Biomarkers of primary resistance to trastuzumab in HER2-positive metastatic gastric cancer patients: the AMNESIA case-control study.
By: Filippo Pietrantonio, Giovanni Fucà, Federica Morano, Annunziata Gloghini, Simona Corso, Giuseppe Aprile, Federica Perrone, Ferdinando De Vita, Elena Tamborini, Gianluca Tomasello, Ambra V Gualeni, Elena Ongaro, Adele Busico, Elisa Giommoni, Chiara C Volpi, Maria Maddalena Laterza, Salvatore Corallo, Michele Prisciandaro, Maria Antista, Alessandro Pellegrinelli, Lorenzo Castagnoli, Serenella Maria Pupa, Giancarlo Pruneri, Filippo G De Braud, Silvia Giordano, Chiara Cremolini, Maria Di Bartolomeo

Medical Oncology, Fondazione IRCCS Istituto Nazionale dei Tumori filippo.pietrantonio@istitutotumori.mi.it.
2017-11-30; doi: 10.1158/1078-0432.CCR-17-2781
Abstract

Purpose

Refining the selection of HER2 positive metastatic gastric cancer patients candidates for trastuzumab is a challenge of precision oncology. Preclinical studies have suggested several genomic mechanisms of primary resistance, leading to activation of tyrosine kinase receptors other than HER2 or downstream signaling pathways.

Experimental

We carried out this multicenter, prospective, case-control study to demonstrate the negative predictive impact of a panel of candidate genomic alterations (AMNESIA panel), including EGFR/MET/KRAS/PI3K/PTEN mutations and EGFR/MET/KRAS amplifications. Hypothesizing a prevalence of candidate alterations of 30% and 0% in resistant and sensitive HER2-positive patients, respectively, 20 patients per group were needed.

Results

AMNESIA panel alterations were significantly more frequent in resistant (11 out of 20, 55%) as compared to sensitive (0% of 17) patients (p<0.001), and in HER2 IHC 2+ (7 out of 13, 53.8%) than 3+ (4 out of 24, 16.7%) tumors (p=0.028).
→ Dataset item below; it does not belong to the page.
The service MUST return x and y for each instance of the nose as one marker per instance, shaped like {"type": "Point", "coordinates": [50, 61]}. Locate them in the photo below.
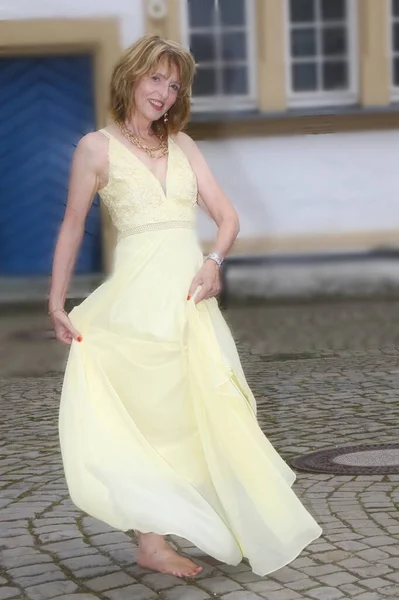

Patients with tumors bearing no candidate alterations had a significantly longer median progression-free (5.2 versus 2.6 months, HR: 0.34 [95%CI: 0.07-0.48]; p=0.001) and overall survival (16.1 versus 7.6 months, HR: 0.38 [95%CI: 0.09-0.75], p=0.015). The predictive accuracy of AMNESIA panel and HER2 IHC was 76% and 65%, respectively. The predictive accuracy of the combined evaluation of AMNESIA panel and HER2 IHC was 84%.

Conclusions

Our panel of candidate genomic alterations may be clinically useful to predict primary resistance to trastuzumab in HER2-positive metastatic gastric cancer patients, and should be further validated with the aim of molecularly stratifying HER2 addicted cancers for the development of novel treatment strategies.